An odd question came up while I was in the office today. A married couple (one Thai and one non-Thai) was researching Thailand property ownership and after going over the usual information regarding Thai Leases, Thai Mortgages, and uses of Thai Limited Companies for property ownership a more interesting question arose. All of the questions surrounding their prospective property were routine, but then the conversation turned to Thai Wills and what would happen to the Thai Real Estate upon the death of the Thai husband.

Pursuant to sections of Thai law it is illegal for foreigners to own land without the written approval of the Thai Interior Minister. As a practical matter, obtaining written approval from the Interior Minister of Thailand is difficult, if not downright impossible. This brings up a conflict of laws because when a Thai will speaks during the Thai probate proceedings, ownership of property that was owned by a Thai could be passed to a non-Thai. What happens to this property since it is essentially illegal for a non-Thai to own land?

Thai law deals with this issue in a quintessentially Thai way. The law says that the property must be sold within 6 months of the closing of the Estate. In the United States (as well as other common law countries) probate of wills entails the closing of a deceased person’s estate. Generally Judges in common law countries wish to get estates closed as quickly as possible.
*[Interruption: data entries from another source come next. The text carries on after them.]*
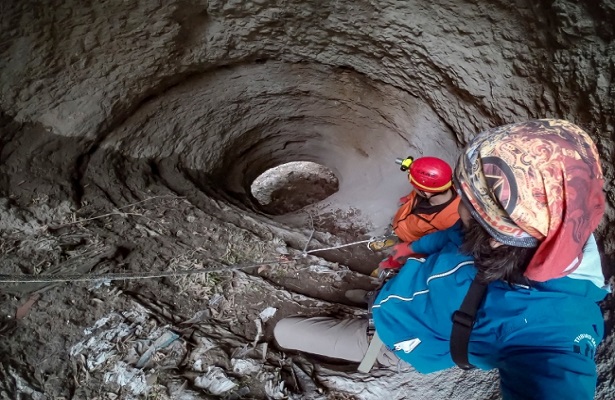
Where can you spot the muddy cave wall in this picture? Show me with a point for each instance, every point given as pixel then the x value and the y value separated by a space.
pixel 111 99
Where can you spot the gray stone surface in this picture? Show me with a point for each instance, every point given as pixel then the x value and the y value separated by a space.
pixel 104 101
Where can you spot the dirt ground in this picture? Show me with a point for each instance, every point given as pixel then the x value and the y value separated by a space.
pixel 194 336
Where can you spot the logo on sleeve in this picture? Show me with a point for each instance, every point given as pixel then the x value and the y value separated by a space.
pixel 585 344
pixel 407 346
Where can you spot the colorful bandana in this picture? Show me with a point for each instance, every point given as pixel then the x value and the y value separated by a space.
pixel 536 183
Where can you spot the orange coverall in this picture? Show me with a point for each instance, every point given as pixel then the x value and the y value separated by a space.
pixel 416 217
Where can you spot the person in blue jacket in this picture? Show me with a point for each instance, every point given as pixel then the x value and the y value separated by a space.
pixel 531 197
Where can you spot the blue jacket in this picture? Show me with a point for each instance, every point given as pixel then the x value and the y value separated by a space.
pixel 542 339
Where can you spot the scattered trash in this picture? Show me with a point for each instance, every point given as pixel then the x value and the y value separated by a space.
pixel 127 377
pixel 163 341
pixel 267 313
pixel 215 381
pixel 245 367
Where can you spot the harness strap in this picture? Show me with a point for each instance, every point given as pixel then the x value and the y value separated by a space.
pixel 371 355
pixel 463 322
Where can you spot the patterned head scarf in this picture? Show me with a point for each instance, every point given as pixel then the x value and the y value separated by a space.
pixel 535 184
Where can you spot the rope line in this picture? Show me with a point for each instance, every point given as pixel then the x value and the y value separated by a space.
pixel 51 278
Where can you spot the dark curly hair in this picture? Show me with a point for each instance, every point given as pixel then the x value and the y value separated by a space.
pixel 506 263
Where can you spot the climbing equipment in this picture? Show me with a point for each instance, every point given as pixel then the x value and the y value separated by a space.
pixel 430 174
pixel 463 322
pixel 382 243
pixel 404 163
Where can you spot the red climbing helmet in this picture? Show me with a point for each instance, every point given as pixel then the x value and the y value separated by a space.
pixel 430 174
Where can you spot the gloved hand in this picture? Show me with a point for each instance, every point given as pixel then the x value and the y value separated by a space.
pixel 387 263
pixel 401 252
pixel 404 200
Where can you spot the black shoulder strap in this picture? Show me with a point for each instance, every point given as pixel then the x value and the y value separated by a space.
pixel 463 322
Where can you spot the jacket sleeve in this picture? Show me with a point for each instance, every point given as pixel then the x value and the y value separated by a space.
pixel 431 243
pixel 547 374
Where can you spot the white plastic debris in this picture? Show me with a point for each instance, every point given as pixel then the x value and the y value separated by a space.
pixel 267 313
pixel 215 381
pixel 127 377
pixel 245 367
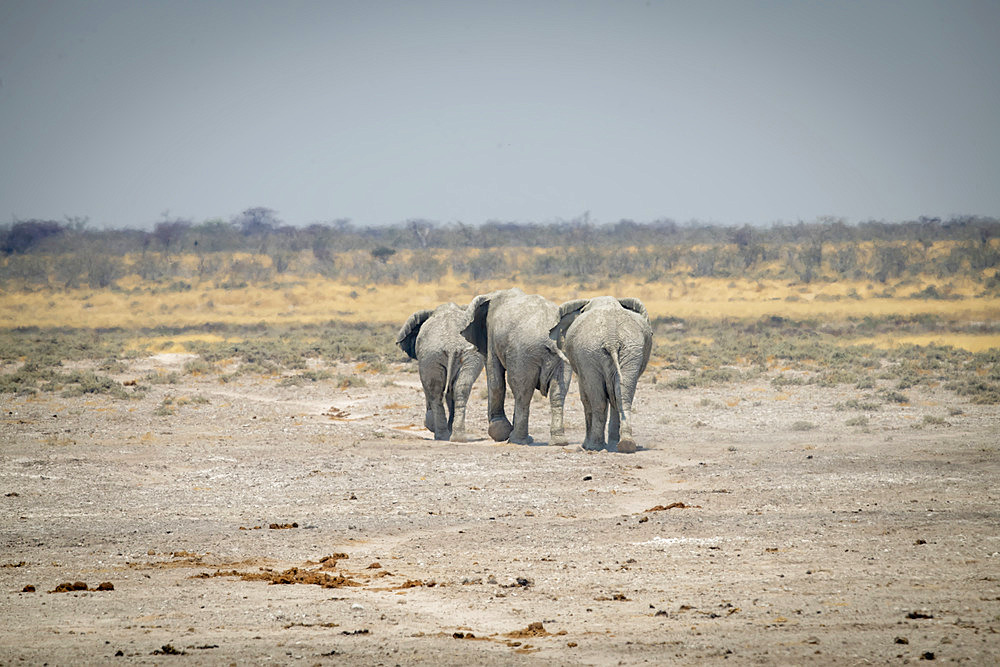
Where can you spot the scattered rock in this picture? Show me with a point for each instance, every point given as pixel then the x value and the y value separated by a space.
pixel 68 587
pixel 535 629
pixel 661 508
pixel 168 649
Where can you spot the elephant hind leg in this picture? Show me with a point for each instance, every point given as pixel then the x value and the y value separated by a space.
pixel 597 416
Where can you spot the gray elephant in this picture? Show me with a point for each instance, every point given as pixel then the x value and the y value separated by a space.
pixel 511 330
pixel 607 341
pixel 448 366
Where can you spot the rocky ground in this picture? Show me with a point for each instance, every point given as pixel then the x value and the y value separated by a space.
pixel 255 522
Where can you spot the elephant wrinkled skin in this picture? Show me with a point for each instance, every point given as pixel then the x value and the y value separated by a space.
pixel 448 364
pixel 511 330
pixel 607 341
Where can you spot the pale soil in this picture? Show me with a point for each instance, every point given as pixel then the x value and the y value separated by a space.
pixel 833 545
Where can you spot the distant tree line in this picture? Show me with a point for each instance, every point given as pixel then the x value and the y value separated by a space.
pixel 257 246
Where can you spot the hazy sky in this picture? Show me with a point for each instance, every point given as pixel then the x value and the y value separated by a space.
pixel 538 110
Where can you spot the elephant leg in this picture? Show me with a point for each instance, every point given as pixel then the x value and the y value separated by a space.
pixel 435 419
pixel 626 444
pixel 522 407
pixel 460 397
pixel 557 399
pixel 614 426
pixel 596 405
pixel 449 406
pixel 496 382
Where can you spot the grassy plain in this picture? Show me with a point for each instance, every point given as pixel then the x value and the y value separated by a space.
pixel 144 305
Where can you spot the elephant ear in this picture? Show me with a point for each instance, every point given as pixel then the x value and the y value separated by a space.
pixel 475 321
pixel 567 313
pixel 407 337
pixel 633 304
pixel 552 367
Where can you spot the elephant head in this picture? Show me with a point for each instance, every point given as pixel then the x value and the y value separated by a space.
pixel 448 366
pixel 407 337
pixel 570 310
pixel 511 330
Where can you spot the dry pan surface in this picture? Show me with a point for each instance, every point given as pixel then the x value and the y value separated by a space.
pixel 262 523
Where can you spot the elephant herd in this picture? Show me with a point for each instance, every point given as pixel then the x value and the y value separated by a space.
pixel 527 342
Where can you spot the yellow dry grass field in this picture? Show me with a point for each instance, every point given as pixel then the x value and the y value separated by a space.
pixel 315 300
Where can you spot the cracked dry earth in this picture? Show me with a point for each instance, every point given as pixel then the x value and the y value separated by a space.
pixel 312 524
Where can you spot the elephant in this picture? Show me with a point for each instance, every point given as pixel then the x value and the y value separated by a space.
pixel 607 341
pixel 511 330
pixel 448 364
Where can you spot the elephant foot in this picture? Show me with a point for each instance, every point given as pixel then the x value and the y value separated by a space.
pixel 626 446
pixel 500 429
In Thailand, Thai Judges are not as expeditious in getting wills probated and estates closed. The upshot is that estates will stay open for years and in some cases decades.

The practical implication of this failure on the part of Thai probate courts to quickly close estates creates a situation in which a foreigner in Thailand can maintain de facto ownership and control of an inherited piece of real estate provided the estate stays open. Should the de facto owner decide to sell the property, then all he or she would need to do is close the estate, legally inherit the property, and execute a sale. This process is probably more complicated than this and a possibility always exist that a court would close the estate quickly, but at present this does not appear to be the case.

(Please Note: Nothing written herein should be used in any way as a substitute for personalized legal advice from a licensed attorney. No lawyer-client privilege or relationship is executed between reader and author of this piece.)